On Thu, Jun 6, 2013 at 3:00 PM, Bjørn Mork <bjorn@mork.no> wrote:
William Herrin <bill@herrin.us> writes:
On Wed, Jun 5, 2013 at 6:25 PM, Ricky Beam <jfbeam@gmail.com> wrote:
I won't argue against calling Linux "wrong". However, the linux way of dealing with ARP is well tuned for "host" and not "router" duty.

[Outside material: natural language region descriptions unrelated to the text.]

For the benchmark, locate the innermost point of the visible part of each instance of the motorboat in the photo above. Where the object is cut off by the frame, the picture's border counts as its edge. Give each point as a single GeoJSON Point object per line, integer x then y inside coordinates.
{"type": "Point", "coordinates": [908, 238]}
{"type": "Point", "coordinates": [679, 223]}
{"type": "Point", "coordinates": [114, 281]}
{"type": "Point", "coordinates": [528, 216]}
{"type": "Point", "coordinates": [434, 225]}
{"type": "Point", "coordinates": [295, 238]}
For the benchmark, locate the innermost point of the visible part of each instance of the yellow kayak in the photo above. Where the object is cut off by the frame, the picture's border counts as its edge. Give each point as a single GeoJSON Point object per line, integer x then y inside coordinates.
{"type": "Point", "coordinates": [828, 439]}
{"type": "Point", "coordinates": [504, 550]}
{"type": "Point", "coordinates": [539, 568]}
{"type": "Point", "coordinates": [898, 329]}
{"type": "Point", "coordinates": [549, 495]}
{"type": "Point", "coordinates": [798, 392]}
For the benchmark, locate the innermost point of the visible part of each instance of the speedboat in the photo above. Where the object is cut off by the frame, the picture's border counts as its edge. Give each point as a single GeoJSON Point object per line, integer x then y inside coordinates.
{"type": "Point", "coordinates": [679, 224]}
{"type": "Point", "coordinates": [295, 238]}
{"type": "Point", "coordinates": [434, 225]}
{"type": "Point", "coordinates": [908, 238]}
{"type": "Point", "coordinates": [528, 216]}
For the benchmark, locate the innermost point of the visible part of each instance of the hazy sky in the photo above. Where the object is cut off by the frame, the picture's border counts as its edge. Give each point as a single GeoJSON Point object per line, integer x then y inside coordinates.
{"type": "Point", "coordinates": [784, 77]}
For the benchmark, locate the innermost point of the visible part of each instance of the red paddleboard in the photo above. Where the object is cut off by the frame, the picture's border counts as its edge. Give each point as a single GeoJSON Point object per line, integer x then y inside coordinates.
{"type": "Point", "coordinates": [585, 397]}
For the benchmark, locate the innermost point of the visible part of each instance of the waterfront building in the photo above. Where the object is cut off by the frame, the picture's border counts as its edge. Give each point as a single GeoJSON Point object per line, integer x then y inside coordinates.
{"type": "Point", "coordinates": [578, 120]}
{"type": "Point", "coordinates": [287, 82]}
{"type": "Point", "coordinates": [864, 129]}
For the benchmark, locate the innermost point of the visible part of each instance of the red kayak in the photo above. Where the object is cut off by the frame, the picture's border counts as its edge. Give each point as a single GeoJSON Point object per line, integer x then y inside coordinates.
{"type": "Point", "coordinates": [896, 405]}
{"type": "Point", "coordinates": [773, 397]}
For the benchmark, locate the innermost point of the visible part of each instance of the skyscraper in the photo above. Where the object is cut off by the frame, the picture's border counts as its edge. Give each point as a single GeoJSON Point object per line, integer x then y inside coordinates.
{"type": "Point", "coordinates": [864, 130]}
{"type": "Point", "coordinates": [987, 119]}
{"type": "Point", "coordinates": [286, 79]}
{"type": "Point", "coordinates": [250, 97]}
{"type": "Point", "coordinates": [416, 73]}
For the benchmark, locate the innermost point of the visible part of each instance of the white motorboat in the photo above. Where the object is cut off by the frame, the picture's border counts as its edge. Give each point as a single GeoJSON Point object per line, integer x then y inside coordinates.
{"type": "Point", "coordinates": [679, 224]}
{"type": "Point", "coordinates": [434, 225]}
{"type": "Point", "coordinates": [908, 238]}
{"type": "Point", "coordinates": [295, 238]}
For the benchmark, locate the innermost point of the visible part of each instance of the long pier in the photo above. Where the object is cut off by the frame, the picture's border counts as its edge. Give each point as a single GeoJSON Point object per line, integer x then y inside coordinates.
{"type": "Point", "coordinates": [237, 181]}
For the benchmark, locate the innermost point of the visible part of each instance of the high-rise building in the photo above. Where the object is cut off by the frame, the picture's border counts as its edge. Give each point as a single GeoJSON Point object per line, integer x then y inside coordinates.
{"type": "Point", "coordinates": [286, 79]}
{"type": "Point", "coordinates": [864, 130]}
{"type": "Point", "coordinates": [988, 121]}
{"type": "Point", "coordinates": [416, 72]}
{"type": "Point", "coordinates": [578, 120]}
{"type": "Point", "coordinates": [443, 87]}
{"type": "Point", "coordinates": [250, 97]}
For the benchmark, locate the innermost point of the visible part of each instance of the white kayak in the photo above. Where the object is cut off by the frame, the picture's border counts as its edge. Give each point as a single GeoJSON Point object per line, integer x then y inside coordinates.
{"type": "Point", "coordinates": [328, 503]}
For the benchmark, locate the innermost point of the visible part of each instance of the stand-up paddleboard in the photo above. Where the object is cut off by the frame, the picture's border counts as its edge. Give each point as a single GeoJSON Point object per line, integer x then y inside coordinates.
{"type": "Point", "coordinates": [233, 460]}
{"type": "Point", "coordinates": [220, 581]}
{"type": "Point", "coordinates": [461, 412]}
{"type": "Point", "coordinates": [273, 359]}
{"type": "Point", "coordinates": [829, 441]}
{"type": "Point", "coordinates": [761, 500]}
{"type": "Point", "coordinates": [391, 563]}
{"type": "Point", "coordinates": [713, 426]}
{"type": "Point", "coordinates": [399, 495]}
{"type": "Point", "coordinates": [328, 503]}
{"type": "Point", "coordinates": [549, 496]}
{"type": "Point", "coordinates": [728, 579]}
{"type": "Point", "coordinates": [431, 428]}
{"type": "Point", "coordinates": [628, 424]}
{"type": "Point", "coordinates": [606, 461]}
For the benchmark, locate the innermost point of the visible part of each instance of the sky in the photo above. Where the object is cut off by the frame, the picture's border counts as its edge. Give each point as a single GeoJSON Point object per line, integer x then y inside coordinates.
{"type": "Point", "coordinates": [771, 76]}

I love Linux and use it throughout my work but I can't tell you the number of times its ARP behavior has bitten me. If you send a packet to a VIP on a Linux box and it doesn't have an arp entry for the default gateway, the Linux box will send an arp request... with the vip as the source. That is just wrong. Wrong, wrong, wrong. Use the damn interface IP when you arp for something on that interface. If the router doesn't happen to like the bad arp (since the VIP isn't on the router's LAN) the router will ignore it. And your service will merrily pop up and down depending on whether the Linux box has any traffic to originate.
Did you try setting sys.net.ipv4.conf.all.arp_announce=2 ?
Yes, of course I changed the sysctl. Yes of course that worked. Every time I've run in to the problem. On server after server after server.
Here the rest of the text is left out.